A version of the handful-of-details technique is useful for historical or alternate-historical fiction as well.  You don’t have to have to give your readers all the information you could possibly gather about everything in the period you’re writing about.  Give them enough interesting and world-illuminating details, and let them do the rest of the work.  And nobody but you needs to know that you’ve structured the description around the interesting details you were able to collect, rather than researching every possible detail that the description might possibly include.

But because you’re relying upon your readers to do their share of the work in the matter of world-building and scene-setting, you don’t want to give them more of a burden than they can carry.  Every time they have to stop and recompile the scene in their heads to incorporate yet more details, you run the risk of losing them for good.

A White Room Problem

Which is to say, one of the main ways to have your setting and background not work.

You know you have this problem when your workshop buddies point it out to you when a lot of your action takes place in the equivalent of a white room, description-wise — that is to say, in settings that are so barely visualized that they might as well be blank.  They lack what W. S. Gilbert might refer to as “corroborative detail, intended to give artistic verisimilitude to an otherwise bald and unconvincing narrative.”

If two of your characters are talking in a white room, you still need to give the reader some details to hang their visualization on.  Mention the unsettling flicker of the dying fluorescent light panel, or the faded scuff marks on the floor, or the spot on the wall where a few remaining bits of sticky tape hint that someone once put up a poster in that spot.  (See?  Now you’re in somebody’s former office, now empty of furniture.  It’s not just any white room; it’s a particular white room.)

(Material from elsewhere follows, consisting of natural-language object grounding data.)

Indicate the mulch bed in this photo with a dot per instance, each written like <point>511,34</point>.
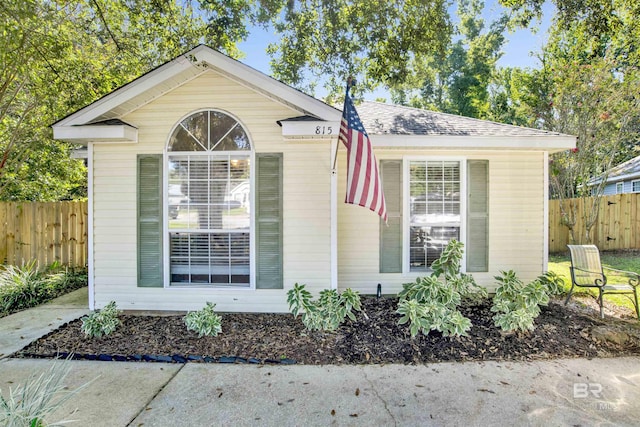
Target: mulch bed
<point>561,332</point>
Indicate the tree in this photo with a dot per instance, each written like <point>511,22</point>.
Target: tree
<point>59,56</point>
<point>458,82</point>
<point>374,41</point>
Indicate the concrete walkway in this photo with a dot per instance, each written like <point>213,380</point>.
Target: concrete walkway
<point>563,392</point>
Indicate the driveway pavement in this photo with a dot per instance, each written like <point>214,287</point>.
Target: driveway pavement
<point>562,392</point>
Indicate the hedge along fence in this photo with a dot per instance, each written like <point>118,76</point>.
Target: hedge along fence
<point>617,226</point>
<point>45,232</point>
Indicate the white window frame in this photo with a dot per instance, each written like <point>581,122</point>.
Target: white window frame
<point>406,209</point>
<point>165,209</point>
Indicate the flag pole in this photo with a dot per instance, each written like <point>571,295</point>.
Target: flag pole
<point>350,84</point>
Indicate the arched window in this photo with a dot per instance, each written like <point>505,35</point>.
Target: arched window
<point>209,201</point>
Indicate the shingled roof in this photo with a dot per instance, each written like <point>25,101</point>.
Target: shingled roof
<point>387,119</point>
<point>627,170</point>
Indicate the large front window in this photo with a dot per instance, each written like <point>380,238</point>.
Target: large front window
<point>434,204</point>
<point>209,203</point>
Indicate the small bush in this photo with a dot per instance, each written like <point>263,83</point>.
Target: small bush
<point>25,287</point>
<point>431,303</point>
<point>41,395</point>
<point>518,305</point>
<point>204,321</point>
<point>328,312</point>
<point>102,322</point>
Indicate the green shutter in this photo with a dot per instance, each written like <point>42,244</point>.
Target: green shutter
<point>269,221</point>
<point>150,220</point>
<point>478,216</point>
<point>391,233</point>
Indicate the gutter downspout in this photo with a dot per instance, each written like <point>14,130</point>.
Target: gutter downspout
<point>545,213</point>
<point>334,215</point>
<point>90,264</point>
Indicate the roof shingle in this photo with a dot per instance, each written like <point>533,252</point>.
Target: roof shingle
<point>387,119</point>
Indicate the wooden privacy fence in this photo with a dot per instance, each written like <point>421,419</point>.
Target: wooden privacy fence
<point>617,226</point>
<point>45,232</point>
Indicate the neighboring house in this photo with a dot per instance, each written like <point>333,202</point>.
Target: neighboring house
<point>167,152</point>
<point>624,178</point>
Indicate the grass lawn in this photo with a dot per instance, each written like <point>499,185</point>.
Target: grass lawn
<point>629,261</point>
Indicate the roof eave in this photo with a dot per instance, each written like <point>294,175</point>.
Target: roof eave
<point>202,56</point>
<point>549,144</point>
<point>96,133</point>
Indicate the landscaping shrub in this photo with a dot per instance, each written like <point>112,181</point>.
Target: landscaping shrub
<point>204,321</point>
<point>328,312</point>
<point>25,287</point>
<point>431,303</point>
<point>102,322</point>
<point>518,305</point>
<point>29,405</point>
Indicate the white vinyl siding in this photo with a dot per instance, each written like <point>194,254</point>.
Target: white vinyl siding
<point>306,214</point>
<point>515,224</point>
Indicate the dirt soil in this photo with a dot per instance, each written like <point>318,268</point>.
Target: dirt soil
<point>561,332</point>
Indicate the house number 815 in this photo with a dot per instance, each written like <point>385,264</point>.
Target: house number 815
<point>324,130</point>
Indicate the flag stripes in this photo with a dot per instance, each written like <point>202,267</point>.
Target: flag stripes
<point>364,187</point>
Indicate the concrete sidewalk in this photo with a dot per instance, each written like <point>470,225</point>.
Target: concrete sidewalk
<point>24,327</point>
<point>563,392</point>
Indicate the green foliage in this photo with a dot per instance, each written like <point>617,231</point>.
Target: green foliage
<point>430,303</point>
<point>518,305</point>
<point>59,56</point>
<point>20,287</point>
<point>25,287</point>
<point>101,323</point>
<point>328,312</point>
<point>31,403</point>
<point>204,321</point>
<point>375,41</point>
<point>458,82</point>
<point>554,283</point>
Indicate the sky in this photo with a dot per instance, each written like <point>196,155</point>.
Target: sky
<point>517,49</point>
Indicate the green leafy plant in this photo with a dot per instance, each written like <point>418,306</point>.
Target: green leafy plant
<point>518,305</point>
<point>102,322</point>
<point>328,312</point>
<point>554,283</point>
<point>29,404</point>
<point>20,287</point>
<point>431,303</point>
<point>204,321</point>
<point>24,287</point>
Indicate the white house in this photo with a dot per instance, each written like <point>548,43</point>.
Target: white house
<point>170,151</point>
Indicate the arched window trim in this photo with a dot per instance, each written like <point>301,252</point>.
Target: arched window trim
<point>249,154</point>
<point>212,150</point>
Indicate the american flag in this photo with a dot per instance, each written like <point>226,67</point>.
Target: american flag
<point>364,187</point>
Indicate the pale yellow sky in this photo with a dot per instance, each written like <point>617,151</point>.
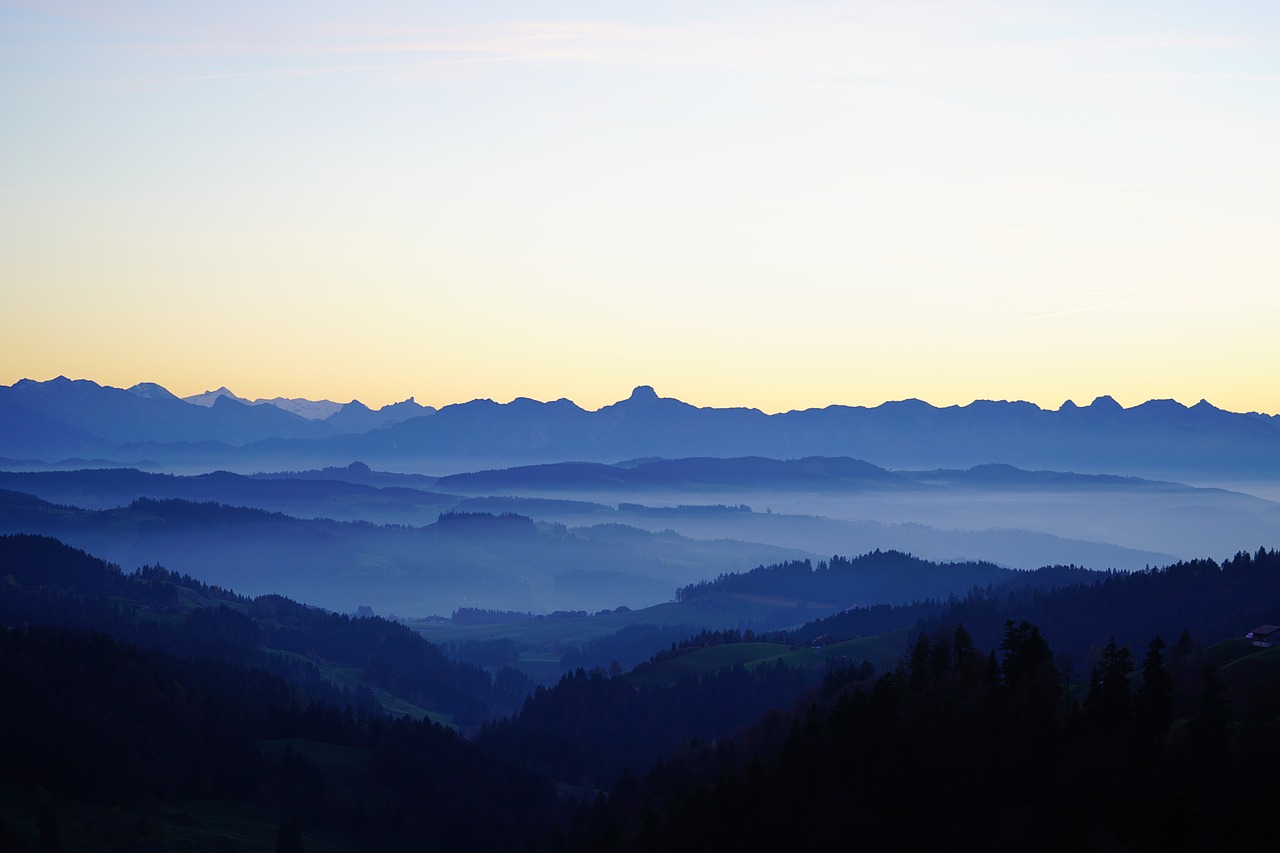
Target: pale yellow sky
<point>740,205</point>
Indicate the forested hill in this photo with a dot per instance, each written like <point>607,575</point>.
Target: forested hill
<point>360,661</point>
<point>871,578</point>
<point>1212,601</point>
<point>963,749</point>
<point>123,748</point>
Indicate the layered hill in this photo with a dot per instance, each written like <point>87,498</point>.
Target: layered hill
<point>62,418</point>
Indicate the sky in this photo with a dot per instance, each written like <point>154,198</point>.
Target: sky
<point>741,204</point>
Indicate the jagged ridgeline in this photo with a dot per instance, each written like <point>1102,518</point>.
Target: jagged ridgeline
<point>368,662</point>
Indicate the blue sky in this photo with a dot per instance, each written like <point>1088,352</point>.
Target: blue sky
<point>740,204</point>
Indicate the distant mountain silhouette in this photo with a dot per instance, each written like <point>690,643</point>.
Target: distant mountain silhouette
<point>1159,438</point>
<point>146,413</point>
<point>359,418</point>
<point>210,397</point>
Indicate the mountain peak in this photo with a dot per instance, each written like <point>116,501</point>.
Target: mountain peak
<point>210,397</point>
<point>151,391</point>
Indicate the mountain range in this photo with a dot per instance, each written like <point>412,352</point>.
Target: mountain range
<point>44,423</point>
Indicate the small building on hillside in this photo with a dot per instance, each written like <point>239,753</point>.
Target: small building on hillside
<point>1265,635</point>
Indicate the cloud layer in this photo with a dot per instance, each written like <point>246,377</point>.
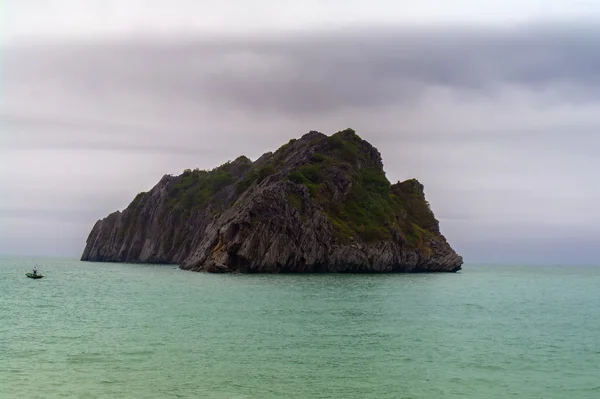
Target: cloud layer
<point>499,124</point>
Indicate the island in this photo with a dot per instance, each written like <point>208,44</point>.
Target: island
<point>319,204</point>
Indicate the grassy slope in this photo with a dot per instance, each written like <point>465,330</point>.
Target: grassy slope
<point>373,210</point>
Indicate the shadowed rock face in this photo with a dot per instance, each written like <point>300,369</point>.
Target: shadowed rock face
<point>318,204</point>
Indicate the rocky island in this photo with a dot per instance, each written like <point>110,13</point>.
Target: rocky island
<point>317,204</point>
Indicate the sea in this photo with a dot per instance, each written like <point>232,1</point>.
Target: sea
<point>100,330</point>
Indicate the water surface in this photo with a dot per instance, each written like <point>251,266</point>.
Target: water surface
<point>92,330</point>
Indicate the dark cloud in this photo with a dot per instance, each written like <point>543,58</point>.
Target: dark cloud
<point>500,125</point>
<point>319,73</point>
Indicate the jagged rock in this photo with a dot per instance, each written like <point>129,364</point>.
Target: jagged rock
<point>318,204</point>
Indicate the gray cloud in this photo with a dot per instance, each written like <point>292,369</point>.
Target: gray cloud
<point>316,74</point>
<point>500,125</point>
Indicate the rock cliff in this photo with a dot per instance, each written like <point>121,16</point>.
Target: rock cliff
<point>318,204</point>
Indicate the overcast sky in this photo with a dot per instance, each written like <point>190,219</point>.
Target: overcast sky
<point>493,105</point>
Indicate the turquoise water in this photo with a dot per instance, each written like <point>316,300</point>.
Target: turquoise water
<point>136,331</point>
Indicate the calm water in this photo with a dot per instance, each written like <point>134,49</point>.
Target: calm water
<point>137,331</point>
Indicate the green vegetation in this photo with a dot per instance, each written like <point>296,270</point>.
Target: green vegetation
<point>373,208</point>
<point>296,201</point>
<point>254,176</point>
<point>194,189</point>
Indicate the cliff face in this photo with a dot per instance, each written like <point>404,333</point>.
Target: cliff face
<point>318,204</point>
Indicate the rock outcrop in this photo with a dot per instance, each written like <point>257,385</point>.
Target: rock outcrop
<point>318,204</point>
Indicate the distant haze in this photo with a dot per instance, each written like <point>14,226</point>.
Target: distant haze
<point>495,108</point>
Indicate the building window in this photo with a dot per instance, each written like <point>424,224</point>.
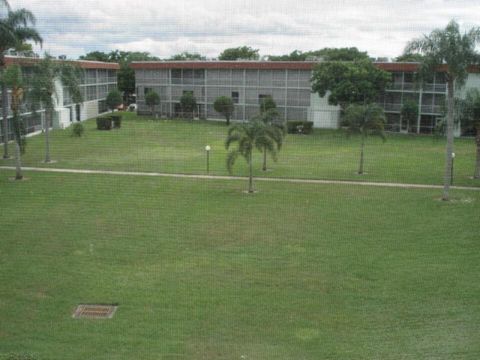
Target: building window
<point>102,106</point>
<point>261,97</point>
<point>235,97</point>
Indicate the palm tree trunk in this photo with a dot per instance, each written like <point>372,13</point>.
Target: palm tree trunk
<point>5,120</point>
<point>47,137</point>
<point>250,178</point>
<point>18,161</point>
<point>476,175</point>
<point>362,151</point>
<point>449,149</point>
<point>264,167</point>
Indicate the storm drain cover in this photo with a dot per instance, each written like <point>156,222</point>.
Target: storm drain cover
<point>94,311</point>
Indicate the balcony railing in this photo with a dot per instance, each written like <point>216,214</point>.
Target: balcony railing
<point>435,88</point>
<point>426,109</point>
<point>431,109</point>
<point>392,107</point>
<point>409,86</point>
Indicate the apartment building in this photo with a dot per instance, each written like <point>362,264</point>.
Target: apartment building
<point>288,83</point>
<point>97,79</point>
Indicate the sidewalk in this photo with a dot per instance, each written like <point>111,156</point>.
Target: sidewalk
<point>220,177</point>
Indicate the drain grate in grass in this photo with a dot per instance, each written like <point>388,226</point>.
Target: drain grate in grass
<point>94,311</point>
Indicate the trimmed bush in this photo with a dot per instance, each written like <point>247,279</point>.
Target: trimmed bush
<point>104,123</point>
<point>77,129</point>
<point>299,127</point>
<point>117,121</point>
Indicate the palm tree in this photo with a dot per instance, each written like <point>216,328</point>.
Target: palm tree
<point>273,129</point>
<point>14,30</point>
<point>12,78</point>
<point>247,136</point>
<point>467,112</point>
<point>456,52</point>
<point>43,90</point>
<point>366,120</point>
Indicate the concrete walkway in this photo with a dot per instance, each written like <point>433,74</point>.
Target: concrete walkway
<point>219,177</point>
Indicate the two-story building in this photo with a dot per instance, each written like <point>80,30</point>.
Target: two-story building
<point>97,79</point>
<point>288,83</point>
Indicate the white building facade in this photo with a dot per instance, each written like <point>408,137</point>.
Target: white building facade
<point>97,79</point>
<point>288,83</point>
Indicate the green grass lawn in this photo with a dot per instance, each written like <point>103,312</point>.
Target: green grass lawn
<point>203,271</point>
<point>177,146</point>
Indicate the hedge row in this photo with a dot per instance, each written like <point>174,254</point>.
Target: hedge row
<point>106,122</point>
<point>299,127</point>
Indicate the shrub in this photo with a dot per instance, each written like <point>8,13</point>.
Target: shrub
<point>114,99</point>
<point>104,123</point>
<point>117,121</point>
<point>299,127</point>
<point>77,129</point>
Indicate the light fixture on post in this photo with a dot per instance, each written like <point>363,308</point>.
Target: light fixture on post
<point>451,173</point>
<point>207,149</point>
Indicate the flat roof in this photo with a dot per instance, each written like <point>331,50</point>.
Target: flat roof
<point>272,65</point>
<point>84,64</point>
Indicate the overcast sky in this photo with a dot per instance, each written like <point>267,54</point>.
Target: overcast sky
<point>164,28</point>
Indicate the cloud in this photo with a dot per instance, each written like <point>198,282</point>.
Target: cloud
<point>164,28</point>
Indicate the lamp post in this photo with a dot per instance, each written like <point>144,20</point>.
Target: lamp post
<point>207,149</point>
<point>453,159</point>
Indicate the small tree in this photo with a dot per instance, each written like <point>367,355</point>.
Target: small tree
<point>225,106</point>
<point>247,136</point>
<point>365,120</point>
<point>409,112</point>
<point>114,99</point>
<point>188,103</point>
<point>273,129</point>
<point>152,99</point>
<point>12,78</point>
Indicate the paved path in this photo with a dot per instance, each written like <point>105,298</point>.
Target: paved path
<point>219,177</point>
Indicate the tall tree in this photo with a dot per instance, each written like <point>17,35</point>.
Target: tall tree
<point>467,111</point>
<point>225,106</point>
<point>187,56</point>
<point>239,53</point>
<point>15,29</point>
<point>126,75</point>
<point>364,120</point>
<point>95,56</point>
<point>456,52</point>
<point>326,54</point>
<point>248,136</point>
<point>44,92</point>
<point>114,99</point>
<point>359,82</point>
<point>12,78</point>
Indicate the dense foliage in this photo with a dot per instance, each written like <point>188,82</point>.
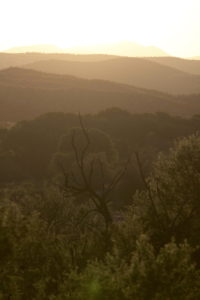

And don’t forget:  for good description, you want more than just the visuals.  You want the sounds and the smells and the tactile sensations as well.  Does that empty office smell of industrial-strength cleaning agents?  Or does it smell of dust and old paper?  Can you hear the faint almost sub-audible hum of electric devices somewhere nearby, or the whirr of a fan, or the breezy rumble of an air conditioner?  Does the static electricity in the dry air make the hairs on your arms and neck stand up?  Or does the lack of ventilation send a trickle of sweat down between your shoulder blades?

It’s the particularity of detail, not the amount, that’s the key.  (We’ll talk another time about the other way that scene-setting can go wrong, which is through detail overload.)